UNITED NATIONS (Reuters) – The number of Americans who would condone torture, at least when used on terrorists in order to save lives, has risen over the past two years and now stands at over 40 percent, according to a new opinion poll.
The poll released by WorldPublicOpinion.org, a project managed by the University of Maryland, found that a narrow majority of Americans — 53 percent — think all torture should be banned.
WorldPublicOpinion said a 2006 poll found that 36 percent of Americans would accept torture in terrorism or other cases, compared with 44 percent now.
The latest poll was part of an international survey of public attitudes to torture, which found that 57 percent of respondents in 19 countries opposed it under all circumstances. But in India, Nigeria, Turkey and South Korea, a majority agreed with torture at least in some cases.

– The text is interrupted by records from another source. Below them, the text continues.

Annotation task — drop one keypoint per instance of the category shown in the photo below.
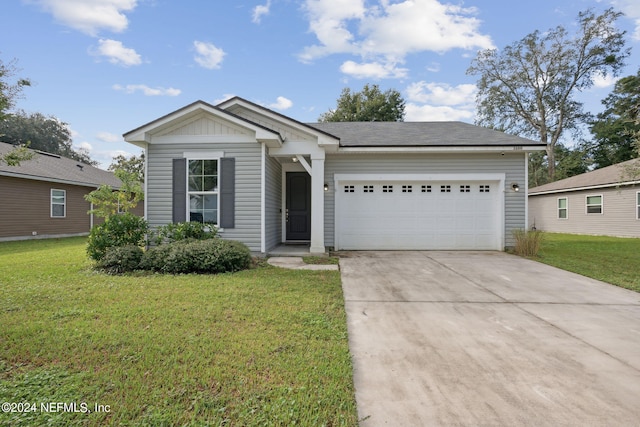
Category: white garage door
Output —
(439, 215)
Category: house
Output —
(601, 202)
(266, 179)
(44, 197)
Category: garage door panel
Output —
(417, 215)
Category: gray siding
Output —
(512, 165)
(273, 203)
(619, 217)
(248, 166)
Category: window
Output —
(563, 209)
(58, 203)
(203, 191)
(594, 204)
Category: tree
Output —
(133, 164)
(107, 201)
(44, 133)
(369, 105)
(9, 91)
(529, 88)
(615, 129)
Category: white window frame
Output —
(587, 205)
(204, 155)
(64, 203)
(566, 208)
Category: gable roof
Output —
(606, 177)
(54, 168)
(421, 134)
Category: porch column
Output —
(317, 203)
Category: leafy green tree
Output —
(44, 133)
(615, 129)
(133, 164)
(108, 201)
(529, 87)
(10, 91)
(369, 105)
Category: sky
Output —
(106, 67)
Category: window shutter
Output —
(179, 190)
(227, 192)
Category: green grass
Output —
(613, 260)
(265, 346)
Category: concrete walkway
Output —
(296, 263)
(488, 339)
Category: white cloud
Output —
(208, 55)
(117, 53)
(442, 93)
(260, 11)
(90, 16)
(385, 33)
(281, 103)
(148, 91)
(373, 70)
(108, 137)
(430, 113)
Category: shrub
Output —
(116, 230)
(184, 230)
(197, 256)
(528, 242)
(120, 259)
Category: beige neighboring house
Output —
(44, 197)
(601, 202)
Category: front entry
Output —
(298, 206)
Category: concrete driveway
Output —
(488, 339)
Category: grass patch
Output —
(613, 260)
(266, 346)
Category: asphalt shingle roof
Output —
(611, 175)
(418, 134)
(50, 167)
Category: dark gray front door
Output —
(298, 206)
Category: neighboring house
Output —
(267, 179)
(601, 202)
(44, 197)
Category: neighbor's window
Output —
(563, 210)
(58, 203)
(203, 191)
(594, 204)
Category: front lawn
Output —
(613, 260)
(265, 346)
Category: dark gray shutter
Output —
(179, 190)
(227, 192)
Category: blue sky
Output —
(108, 66)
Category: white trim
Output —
(500, 178)
(64, 204)
(263, 199)
(558, 207)
(586, 204)
(590, 187)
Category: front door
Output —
(298, 213)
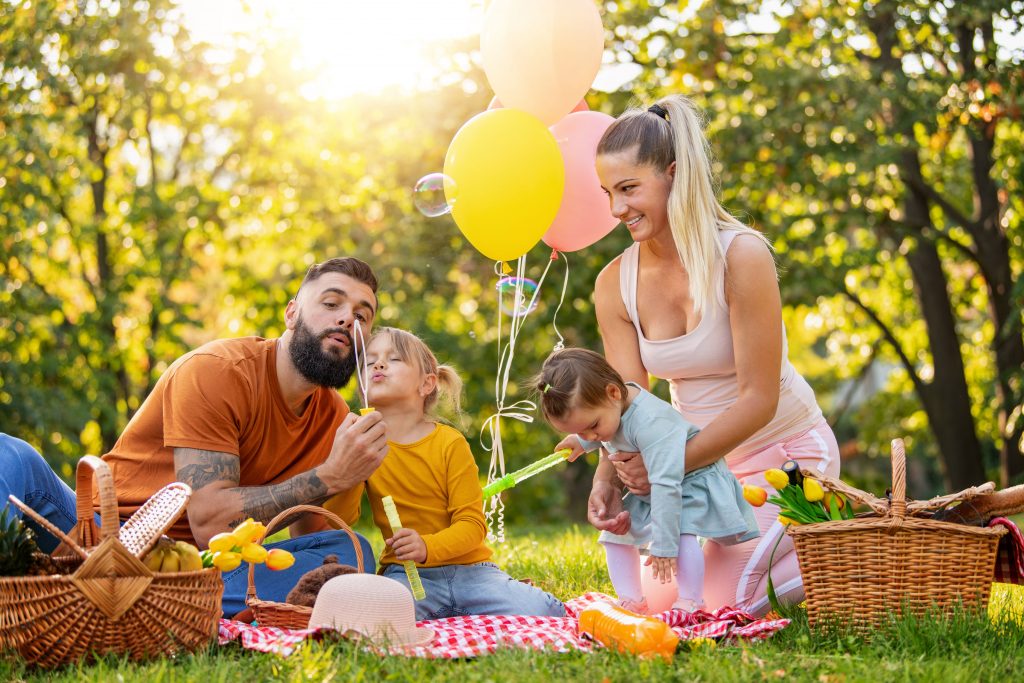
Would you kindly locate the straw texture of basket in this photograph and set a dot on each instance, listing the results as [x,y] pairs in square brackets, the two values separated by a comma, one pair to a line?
[284,614]
[857,570]
[111,602]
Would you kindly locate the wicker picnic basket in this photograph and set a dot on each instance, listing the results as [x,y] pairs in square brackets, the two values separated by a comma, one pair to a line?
[110,602]
[894,559]
[284,614]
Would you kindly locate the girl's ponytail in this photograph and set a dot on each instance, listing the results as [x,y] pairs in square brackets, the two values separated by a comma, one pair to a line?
[449,389]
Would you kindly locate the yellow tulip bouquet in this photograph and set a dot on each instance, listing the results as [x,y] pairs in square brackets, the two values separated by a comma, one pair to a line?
[802,500]
[228,550]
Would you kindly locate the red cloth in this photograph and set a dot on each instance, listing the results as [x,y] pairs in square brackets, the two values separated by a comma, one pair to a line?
[1010,558]
[470,636]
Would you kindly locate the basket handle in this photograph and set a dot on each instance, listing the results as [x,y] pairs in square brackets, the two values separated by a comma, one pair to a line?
[88,467]
[291,512]
[897,506]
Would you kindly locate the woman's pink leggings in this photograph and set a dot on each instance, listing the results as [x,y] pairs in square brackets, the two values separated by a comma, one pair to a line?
[737,575]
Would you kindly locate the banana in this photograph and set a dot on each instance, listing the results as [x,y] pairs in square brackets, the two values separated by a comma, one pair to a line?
[154,558]
[172,561]
[190,560]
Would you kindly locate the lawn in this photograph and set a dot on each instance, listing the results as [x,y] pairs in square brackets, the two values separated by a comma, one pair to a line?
[567,561]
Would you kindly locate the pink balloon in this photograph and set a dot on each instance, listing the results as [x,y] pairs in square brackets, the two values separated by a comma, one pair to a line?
[583,217]
[497,104]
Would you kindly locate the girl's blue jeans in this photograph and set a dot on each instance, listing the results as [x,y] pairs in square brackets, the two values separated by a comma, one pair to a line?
[458,590]
[27,475]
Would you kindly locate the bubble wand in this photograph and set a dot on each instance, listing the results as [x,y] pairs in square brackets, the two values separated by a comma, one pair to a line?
[411,573]
[510,480]
[361,369]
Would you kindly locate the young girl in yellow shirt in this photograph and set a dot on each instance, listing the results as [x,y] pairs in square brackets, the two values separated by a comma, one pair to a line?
[430,473]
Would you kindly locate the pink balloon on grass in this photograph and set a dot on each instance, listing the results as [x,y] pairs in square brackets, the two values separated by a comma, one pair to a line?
[583,217]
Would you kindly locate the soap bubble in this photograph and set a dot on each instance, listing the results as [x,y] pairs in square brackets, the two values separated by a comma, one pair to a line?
[512,304]
[434,195]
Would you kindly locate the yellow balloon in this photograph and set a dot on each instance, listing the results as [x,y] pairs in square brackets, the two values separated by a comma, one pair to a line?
[509,173]
[542,55]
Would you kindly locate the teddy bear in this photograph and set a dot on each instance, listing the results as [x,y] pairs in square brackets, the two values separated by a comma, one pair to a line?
[310,583]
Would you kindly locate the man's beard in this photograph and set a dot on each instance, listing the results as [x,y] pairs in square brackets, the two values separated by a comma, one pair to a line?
[322,368]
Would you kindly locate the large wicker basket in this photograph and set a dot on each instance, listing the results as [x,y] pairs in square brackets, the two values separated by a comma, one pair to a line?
[858,570]
[284,614]
[111,603]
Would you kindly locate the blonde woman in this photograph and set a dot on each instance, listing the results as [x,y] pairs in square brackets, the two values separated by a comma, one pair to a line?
[695,300]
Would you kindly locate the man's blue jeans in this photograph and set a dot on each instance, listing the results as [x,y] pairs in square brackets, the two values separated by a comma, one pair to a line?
[27,475]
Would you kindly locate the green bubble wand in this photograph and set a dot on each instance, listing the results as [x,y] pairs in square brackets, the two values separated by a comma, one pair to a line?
[411,572]
[510,480]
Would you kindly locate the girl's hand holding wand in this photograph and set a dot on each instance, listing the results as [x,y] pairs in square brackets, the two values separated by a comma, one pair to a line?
[408,545]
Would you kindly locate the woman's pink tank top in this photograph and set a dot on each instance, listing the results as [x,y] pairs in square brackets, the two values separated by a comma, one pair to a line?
[701,368]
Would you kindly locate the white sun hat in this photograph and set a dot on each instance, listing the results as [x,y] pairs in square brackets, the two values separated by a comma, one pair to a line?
[378,608]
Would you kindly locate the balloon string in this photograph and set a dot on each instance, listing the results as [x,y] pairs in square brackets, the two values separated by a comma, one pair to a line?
[560,344]
[491,432]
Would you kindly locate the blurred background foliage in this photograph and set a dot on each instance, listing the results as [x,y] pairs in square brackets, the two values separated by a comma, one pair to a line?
[158,191]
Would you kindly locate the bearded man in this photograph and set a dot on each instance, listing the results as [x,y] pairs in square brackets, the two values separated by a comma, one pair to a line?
[254,426]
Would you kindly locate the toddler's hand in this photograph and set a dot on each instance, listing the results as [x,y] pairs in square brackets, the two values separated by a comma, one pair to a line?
[664,567]
[408,545]
[572,442]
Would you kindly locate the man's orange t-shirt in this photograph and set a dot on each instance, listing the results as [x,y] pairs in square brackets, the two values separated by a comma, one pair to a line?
[224,396]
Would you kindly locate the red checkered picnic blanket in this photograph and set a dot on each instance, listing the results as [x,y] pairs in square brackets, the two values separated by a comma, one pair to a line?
[470,636]
[1010,558]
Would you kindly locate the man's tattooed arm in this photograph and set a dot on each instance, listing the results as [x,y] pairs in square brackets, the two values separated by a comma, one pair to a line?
[218,503]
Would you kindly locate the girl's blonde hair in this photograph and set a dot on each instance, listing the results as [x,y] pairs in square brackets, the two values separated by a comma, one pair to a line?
[695,215]
[414,350]
[574,378]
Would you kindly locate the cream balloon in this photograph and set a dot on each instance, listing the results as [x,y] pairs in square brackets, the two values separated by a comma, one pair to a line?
[542,55]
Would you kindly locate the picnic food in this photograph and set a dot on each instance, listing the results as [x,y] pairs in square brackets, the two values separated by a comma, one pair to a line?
[620,629]
[228,550]
[170,556]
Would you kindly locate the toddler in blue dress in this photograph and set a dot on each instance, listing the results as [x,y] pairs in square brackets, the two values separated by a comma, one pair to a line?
[584,395]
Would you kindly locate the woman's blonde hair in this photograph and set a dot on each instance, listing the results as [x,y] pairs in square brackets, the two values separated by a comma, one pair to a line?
[414,350]
[695,215]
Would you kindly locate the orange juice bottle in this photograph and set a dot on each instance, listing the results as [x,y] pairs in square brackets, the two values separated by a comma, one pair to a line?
[622,630]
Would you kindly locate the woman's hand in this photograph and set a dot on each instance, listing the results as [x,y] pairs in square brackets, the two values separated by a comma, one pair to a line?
[664,568]
[572,442]
[631,471]
[604,509]
[408,545]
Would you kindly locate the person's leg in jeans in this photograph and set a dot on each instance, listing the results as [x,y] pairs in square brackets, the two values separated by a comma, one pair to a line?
[483,589]
[309,552]
[28,476]
[438,601]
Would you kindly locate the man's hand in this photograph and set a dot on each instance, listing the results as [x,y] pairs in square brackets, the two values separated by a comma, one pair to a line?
[571,441]
[408,545]
[359,446]
[604,509]
[631,471]
[664,568]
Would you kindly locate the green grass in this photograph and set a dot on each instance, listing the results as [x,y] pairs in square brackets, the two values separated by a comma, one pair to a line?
[568,562]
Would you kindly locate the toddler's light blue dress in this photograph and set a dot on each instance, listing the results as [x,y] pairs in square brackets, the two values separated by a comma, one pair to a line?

WorldPublicOpinion had little explanation for the apparent rise in U.S. public tolerance for torture except to say that “the U.S. public receives a steady stream of news reports about terrorist attacks in Iraq and Afghanistan.”
But Steve Kull of WorldPublicOpinion told a U.N. news conference on Tuesday that “the Bush administration taking the position in defence of waterboarding … I think probably has contributed to some extent to a weakening of the norm globally.”
Yvonne Terlingen, U.N. representative of rights group Amnesty International, told the news conference, “The role played by the United States in undermining the universal prohibition on torture cannot be underestimated.”